By AMERICAN HEART ASSOCIATION NEWS

firefighter

Firefighters’ exposure to extreme heat and physical exertion may trigger blood clots and impair blood vessel function — increasing risk of heart attack, according to a Scottish study.

Cardiovascular events are the leading cause of death among firefighters, representing about 45 percent of on-duty fatalities annually in the United States.

“This new study should encourage practitioners to aggressively evaluate and treat firefighters for cardiovascular disease risk factors, and when indicated, perform additional studies — such as exercise stress testing, coronary artery calcium scans or echocardiography — to detect atherosclerosis or cardiac enlargement,” said Stefanos N. Kales, M.D., M.P.H., associate professor at Harvard Medical School and Harvard School of Public Health, The Cambridge Health Alliance – Occupational Medicine in Cambridge, Massachusetts.

For the study, 17 nonsmoking, healthy firefighters randomly selected from the Scottish Fire and Rescue Service participated in two simulation exercises, each a week apart. The firefighters were exposed to temperatures reaching upward of 400 degrees Celsius (752°F) as they retrieved a “victim” weighing about 176 pounds from a two-story structure.

For 30 minutes before the exercises and for 24 hours following, researchers monitored blood pressure, heart rate, heart rhythm and the strength and timing of electrical impulses passing through each part of the heart.

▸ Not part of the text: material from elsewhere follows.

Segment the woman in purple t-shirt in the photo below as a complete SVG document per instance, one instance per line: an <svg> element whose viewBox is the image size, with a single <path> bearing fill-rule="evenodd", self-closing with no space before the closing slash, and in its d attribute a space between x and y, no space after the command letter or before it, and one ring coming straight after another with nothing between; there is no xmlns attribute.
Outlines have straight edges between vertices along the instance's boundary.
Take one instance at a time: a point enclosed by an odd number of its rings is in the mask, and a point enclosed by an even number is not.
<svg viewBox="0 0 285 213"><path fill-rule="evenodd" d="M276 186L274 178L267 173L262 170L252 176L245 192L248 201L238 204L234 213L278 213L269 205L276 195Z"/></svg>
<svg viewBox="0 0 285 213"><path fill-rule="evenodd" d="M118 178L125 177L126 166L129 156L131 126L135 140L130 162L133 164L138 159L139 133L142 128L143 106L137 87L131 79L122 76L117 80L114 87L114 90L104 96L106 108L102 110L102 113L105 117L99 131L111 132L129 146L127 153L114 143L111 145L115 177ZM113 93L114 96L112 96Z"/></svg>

“In this setting, an increase in blood clotting is likely an exaggerated normal physiological reaction to both these stressors (extreme heat and physical exertion),” said Nicholas Mills, M.D., Ph.D., chair of cardiology and consultant cardiologist at the University of Edinburgh in Scotland. “Lower blood pressure immediately following fire suppression is likely due to dehydration and an increase in blood being diverted to the skin to help the body cool down. We discovered the core body temperature increased, on average, nearly 2 degrees Fahrenheit over 20 minutes. And increases in hemoglobin occur as the body loses water and the blood gets more concentrated.”

The study, published in the American Heart Association journal Circulation, suggests that people exercising in extremely high temperatures should keep well hydrated and allow time to cool down afterward.